And telling the truth is what got us through: it was these friends, acquaintances, and sometimes strangers who stepped up and carried us when we couldn’t have done it alone. But we also wrestled with those oft repeated clichés: “God is testing you,” “God won’t give you more than you can bear,” and perhaps the most popular, “Everything happens for a reason.”

One incident stands out to me in particular: one of our neighbors ran into Dayna outside our house and asked how the pregnancy was going (not knowing Ethan’s prognosis). When Dayna told her the truth, the woman replied with “everything happens for a reason,” turned on her heals, and walked quickly away. In my less charitable moments I liken this woman to a frightened squid unleashing a cloud of black ink and making her escape. I don’t think she is a bad person, but this moment taught me that sometimes our platitudes are a defense mechanism, a bundle of straws we cling to when we need control in the face of chaos. But this fearful mindset, while often disguised as courage and faith, can keep us from entering into truthful, vulnerable relationships with others, both when we need to be there for others, and when we need support ourselves.

In my work at OCP I hear many of these same messages, sometimes from the mouths of those who have suffered the most from homelessness, hunger, unemployment, abuse, and family separation, and I worry about the potential destructive effects of internalizing them. If everything happens for a reason, what is it? How many times must one try and fail before one has solved the riddle of life and “passed the test?”

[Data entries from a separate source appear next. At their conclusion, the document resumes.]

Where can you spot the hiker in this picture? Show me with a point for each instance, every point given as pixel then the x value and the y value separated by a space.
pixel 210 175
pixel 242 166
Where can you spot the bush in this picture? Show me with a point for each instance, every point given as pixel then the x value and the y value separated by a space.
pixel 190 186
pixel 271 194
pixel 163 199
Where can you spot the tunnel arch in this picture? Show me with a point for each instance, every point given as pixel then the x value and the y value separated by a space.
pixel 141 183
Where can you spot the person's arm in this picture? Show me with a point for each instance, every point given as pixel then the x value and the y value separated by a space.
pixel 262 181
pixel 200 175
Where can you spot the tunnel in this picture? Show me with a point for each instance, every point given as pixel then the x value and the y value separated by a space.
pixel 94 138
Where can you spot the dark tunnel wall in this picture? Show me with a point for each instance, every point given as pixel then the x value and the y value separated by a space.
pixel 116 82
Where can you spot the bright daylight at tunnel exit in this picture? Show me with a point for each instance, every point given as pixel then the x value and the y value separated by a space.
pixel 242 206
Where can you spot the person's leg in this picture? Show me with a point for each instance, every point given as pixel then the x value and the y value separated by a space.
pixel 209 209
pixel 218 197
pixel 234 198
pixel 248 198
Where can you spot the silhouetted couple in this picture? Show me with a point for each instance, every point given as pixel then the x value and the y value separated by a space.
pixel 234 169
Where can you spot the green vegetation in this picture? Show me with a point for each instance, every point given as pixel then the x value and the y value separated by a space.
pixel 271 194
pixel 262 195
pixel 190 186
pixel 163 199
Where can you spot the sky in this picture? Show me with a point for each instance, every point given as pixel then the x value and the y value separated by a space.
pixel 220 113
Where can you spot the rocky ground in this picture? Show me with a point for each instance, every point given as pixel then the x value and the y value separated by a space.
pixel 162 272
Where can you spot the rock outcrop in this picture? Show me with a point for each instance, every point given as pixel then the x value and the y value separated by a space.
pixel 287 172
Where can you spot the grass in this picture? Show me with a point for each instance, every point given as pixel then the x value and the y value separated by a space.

Someone I know says that homelessness is a result of a lack of relationship. Another way of putting it is that homelessness happens when someone loses the social ties that make one resilient in times of hardship. The truth is, crap happens. Sometime it breaks us, and eventually it’s going to kill all of us. Some crap is caused by human behavior, and some isn’t. I’ve experienced the kind of crap that can tear lives and families apart. I just got lucky: I was born with the privileges of a stable, loving network of family and friends, and the access to education, employment, health care, and financing that is readily available to those of my race, gender, and social class. These resources have all made me more resilient when bad things happened to me. Other people don’t have these things, and we meet many of them here at OCP.

I don’t believe there is a higher power who inflicts suffering on us to test us or teach us. I believe God’s agenda is to heal us by restoring the broken bonds of relationship. If there is any test in suffering, the real failure is when we allow someone to suffer alone and unaccompanied, without the unconditional love of others that holds us, reminds us that we are beautiful, and makes us resilient.